IDFC and the Chennai-based Shriram group
on Saturday said they had entered 90 days of merger talks.
Under the tentative arrangement, IDFC Ltd will be the holding company of the merged entity; Shriram City Union Finance, the retail lending arm of Shriram Capital, will be merged with IDFC Bank; and Shriram Transport Finance will be a fully owned subsidiary of IDFC, which will also own 75 per cent of the life and general insurance arms of Shriram Capital.
Disclosing this, Rajiv Lall, managing director of IDFC Bank, said it was a “complex transaction”.

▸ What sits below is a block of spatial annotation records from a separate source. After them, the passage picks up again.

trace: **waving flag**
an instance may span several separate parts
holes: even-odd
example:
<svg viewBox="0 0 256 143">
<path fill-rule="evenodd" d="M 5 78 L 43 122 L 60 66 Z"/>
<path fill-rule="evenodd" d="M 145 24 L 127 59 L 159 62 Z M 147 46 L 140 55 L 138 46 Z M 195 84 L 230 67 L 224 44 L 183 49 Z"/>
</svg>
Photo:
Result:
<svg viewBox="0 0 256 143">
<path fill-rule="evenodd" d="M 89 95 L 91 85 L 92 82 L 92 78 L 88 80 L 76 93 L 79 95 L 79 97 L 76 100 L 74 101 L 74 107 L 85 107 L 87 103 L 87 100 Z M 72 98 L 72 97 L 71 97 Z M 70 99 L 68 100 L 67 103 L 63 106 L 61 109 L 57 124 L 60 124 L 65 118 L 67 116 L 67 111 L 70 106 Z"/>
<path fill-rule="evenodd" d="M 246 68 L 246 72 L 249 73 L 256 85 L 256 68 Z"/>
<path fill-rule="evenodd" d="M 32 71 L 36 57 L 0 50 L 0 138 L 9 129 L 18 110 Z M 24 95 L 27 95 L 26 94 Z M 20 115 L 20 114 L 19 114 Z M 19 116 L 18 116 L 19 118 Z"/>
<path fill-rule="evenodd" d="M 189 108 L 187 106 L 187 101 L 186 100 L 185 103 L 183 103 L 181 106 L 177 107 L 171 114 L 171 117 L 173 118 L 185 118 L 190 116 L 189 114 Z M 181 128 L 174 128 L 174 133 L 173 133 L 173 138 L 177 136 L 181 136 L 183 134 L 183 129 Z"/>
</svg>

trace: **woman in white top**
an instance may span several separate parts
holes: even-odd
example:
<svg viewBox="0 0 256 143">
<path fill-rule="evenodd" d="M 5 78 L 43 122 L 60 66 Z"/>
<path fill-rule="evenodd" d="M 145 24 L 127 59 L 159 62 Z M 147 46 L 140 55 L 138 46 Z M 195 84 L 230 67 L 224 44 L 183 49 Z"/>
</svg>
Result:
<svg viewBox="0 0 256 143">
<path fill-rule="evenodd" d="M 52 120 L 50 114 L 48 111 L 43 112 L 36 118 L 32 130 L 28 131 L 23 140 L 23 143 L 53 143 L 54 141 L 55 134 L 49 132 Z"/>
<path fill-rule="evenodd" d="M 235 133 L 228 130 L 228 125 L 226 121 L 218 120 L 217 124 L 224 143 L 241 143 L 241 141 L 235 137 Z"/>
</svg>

“This is an exclusive arrangement for 90 days to jointly explore a merger. No transaction has taken place and valuations have not been fixed,” said Ajay Piramal, chairman of Shriram Capital.

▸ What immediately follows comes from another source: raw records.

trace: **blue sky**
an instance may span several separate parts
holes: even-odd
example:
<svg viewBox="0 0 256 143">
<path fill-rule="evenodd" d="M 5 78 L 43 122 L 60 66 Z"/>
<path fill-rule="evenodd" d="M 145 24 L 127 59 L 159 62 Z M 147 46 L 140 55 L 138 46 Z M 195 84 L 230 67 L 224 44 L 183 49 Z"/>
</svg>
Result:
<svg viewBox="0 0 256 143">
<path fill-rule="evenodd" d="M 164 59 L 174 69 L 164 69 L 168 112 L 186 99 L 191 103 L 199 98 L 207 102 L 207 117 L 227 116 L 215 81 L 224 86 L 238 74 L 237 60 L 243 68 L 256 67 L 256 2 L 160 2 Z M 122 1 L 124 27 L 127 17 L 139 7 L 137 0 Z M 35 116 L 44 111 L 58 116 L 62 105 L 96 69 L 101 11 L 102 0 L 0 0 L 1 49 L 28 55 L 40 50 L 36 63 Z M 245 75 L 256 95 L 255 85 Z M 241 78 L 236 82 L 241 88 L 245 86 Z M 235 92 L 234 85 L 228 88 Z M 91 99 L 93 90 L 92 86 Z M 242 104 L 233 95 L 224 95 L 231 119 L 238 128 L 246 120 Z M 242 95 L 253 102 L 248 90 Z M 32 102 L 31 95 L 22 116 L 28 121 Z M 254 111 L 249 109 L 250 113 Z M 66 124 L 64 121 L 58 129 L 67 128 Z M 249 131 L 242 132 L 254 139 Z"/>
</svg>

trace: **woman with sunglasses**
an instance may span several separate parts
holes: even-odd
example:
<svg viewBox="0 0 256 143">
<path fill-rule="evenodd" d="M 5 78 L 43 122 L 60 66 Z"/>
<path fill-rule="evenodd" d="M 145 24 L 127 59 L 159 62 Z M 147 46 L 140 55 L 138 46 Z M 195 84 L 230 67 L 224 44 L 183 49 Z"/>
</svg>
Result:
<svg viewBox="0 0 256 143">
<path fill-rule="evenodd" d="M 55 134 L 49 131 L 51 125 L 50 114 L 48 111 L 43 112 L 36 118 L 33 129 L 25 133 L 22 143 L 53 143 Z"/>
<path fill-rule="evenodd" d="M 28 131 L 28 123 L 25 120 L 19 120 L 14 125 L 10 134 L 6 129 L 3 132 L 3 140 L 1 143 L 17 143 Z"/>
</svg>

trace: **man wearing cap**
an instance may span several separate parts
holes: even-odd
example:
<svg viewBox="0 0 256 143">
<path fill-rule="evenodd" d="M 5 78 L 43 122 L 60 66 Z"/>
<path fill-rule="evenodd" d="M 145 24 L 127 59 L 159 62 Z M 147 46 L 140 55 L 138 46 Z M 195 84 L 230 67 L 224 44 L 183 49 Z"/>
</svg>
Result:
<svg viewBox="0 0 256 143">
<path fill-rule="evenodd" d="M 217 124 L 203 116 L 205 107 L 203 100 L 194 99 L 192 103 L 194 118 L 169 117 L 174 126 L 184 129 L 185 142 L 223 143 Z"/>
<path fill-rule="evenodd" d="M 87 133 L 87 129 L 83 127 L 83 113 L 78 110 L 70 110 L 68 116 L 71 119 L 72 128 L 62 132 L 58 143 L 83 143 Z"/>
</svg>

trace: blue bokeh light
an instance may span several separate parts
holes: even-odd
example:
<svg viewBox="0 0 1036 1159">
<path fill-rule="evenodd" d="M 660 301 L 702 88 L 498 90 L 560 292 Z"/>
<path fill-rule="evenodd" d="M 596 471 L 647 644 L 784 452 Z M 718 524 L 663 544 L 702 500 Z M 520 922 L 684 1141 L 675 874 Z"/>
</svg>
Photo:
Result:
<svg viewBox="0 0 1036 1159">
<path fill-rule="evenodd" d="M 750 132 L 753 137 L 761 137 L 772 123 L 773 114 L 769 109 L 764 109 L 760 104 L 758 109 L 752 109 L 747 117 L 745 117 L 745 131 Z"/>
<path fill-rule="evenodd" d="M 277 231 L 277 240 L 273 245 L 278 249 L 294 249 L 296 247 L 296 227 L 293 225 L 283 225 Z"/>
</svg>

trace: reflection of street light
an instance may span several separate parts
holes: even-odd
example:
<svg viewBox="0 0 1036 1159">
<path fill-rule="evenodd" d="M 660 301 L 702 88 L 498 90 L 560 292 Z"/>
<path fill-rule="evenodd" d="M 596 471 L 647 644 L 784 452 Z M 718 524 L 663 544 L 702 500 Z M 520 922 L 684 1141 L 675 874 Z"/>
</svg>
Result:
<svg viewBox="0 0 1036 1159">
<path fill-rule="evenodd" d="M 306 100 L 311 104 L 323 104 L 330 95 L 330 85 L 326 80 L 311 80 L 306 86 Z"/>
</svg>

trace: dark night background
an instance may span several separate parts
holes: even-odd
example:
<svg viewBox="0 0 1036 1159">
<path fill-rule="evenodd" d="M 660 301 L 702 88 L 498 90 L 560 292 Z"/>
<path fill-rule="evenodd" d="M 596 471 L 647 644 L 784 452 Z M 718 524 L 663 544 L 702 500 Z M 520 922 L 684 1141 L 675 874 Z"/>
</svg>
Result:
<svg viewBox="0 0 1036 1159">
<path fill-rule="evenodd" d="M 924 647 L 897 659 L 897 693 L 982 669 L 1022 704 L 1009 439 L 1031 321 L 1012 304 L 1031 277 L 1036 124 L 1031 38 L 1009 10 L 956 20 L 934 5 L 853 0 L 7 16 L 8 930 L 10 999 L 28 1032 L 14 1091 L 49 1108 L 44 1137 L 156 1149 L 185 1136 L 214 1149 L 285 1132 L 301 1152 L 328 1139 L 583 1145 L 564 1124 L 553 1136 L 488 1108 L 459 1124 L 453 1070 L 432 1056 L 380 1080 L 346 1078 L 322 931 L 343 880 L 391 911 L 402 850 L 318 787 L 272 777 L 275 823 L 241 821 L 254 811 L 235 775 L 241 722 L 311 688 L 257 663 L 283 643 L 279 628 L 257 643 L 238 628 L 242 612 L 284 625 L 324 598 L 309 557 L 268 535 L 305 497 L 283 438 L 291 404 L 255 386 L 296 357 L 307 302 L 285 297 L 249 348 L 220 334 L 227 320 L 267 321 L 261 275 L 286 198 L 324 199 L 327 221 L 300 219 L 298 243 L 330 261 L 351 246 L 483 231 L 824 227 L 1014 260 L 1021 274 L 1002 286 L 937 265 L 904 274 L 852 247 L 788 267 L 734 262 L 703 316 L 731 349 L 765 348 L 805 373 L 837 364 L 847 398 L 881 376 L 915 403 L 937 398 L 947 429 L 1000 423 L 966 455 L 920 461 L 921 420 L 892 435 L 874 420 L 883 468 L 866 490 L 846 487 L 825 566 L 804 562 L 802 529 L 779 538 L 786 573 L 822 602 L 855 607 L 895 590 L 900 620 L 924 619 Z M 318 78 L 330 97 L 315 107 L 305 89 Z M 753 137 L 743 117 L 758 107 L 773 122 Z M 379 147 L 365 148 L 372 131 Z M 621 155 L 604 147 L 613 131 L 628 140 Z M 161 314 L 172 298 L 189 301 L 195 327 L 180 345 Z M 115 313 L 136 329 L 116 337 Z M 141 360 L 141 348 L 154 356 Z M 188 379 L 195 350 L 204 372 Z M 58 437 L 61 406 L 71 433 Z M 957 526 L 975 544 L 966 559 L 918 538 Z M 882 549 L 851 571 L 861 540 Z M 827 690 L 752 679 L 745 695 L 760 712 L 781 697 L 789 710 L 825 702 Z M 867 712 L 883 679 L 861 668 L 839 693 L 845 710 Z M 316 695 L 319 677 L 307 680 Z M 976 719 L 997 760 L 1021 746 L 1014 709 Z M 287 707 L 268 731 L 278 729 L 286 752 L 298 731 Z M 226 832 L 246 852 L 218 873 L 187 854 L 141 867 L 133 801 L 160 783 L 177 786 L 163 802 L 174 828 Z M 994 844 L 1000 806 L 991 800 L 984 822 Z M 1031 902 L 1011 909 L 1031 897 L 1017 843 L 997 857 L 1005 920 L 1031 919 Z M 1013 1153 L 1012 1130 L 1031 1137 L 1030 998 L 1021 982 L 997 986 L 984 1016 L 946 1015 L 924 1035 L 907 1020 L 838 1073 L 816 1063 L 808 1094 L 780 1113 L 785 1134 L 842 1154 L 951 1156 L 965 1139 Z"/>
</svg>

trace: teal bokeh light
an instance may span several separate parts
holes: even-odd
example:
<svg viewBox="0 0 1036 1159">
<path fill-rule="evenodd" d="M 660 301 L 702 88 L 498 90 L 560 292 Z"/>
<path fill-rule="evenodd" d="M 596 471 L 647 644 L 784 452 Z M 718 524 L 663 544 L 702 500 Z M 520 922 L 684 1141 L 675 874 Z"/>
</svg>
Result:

“This gives us an opportunity to create a financial conglomerate with a universal bank at its centre, whose focus will be to provide a full range of products to millions of small customers and entrepreneurs,” Piramal said.
The groups are clear that the merger should be beneficial for shareholders. “If it is not going to benefit all shareholders, we will not pursue it,” said R Thyagarajan, founder of the Shriram group.
After the merger, the mutual fund arm of IDFC would be integrated with Shriram Asset Management and could be listed, Lall said. Shriram Transport Finance, which has assets under management of Rs 80,000 crore and a customer base of 1.4 million, may be delisted, post-merger.
The merger would provide IDFC Bank, floated in October 2015, a deeper retail presence and the Shriram group
would benefit from lower cost of funds and the wholesale banking exposure of IDFC, said Deepak Parekh, former chairman of IDFC.
IDFC Bank’s network will expand by more than 2,000 points of presence through this merger.
The Shriram group
had backed out after applying for a universal bank licence in 2013. The Reserve Bank of India does not allow a non-banking finance company and a bank with similar business under one holding company. Post-merger, the transport finance arm will act as an independent NBFC.
Piramal clarified this was not a “backdoor entry” into banking by Piramal Enterprises. The RBI does not allow industrial houses to own banks. “We will follow in letter and spirit whatever the RBI rules and guidelines are. We are not so naive,” Piramal said.
Even as the holding company would be IDFC, the brand names of Shriram would continue, Piramal said.
The addition of Shriram City Union Finance will expand the assets of IDFC Bank by Rs 23,000 crore and by 4 million customers.
Once the proposal is cleared by shareholders, the groups will approach regulators. The approval process was expected to take 12 months and integration could take another 24 months, Lall said.
When asked despite being much larger in size among the two, why it is not ideally Shriram Holding taking over IDFC Ltd, instead of the vice versa, Ajay Piramal
said, “We will work it out. IDFC is already a Banking license holder.”
On Piramal’s entry into Banking through the Merger, Piramal said all rules will be complied.
“As far as Piramal group is concerned, we are strategic investors in it (Shriram Capital), and we will continue to remain so. We will only do something whatever the RBI permits, we cannot go beyond that,” Piramal said.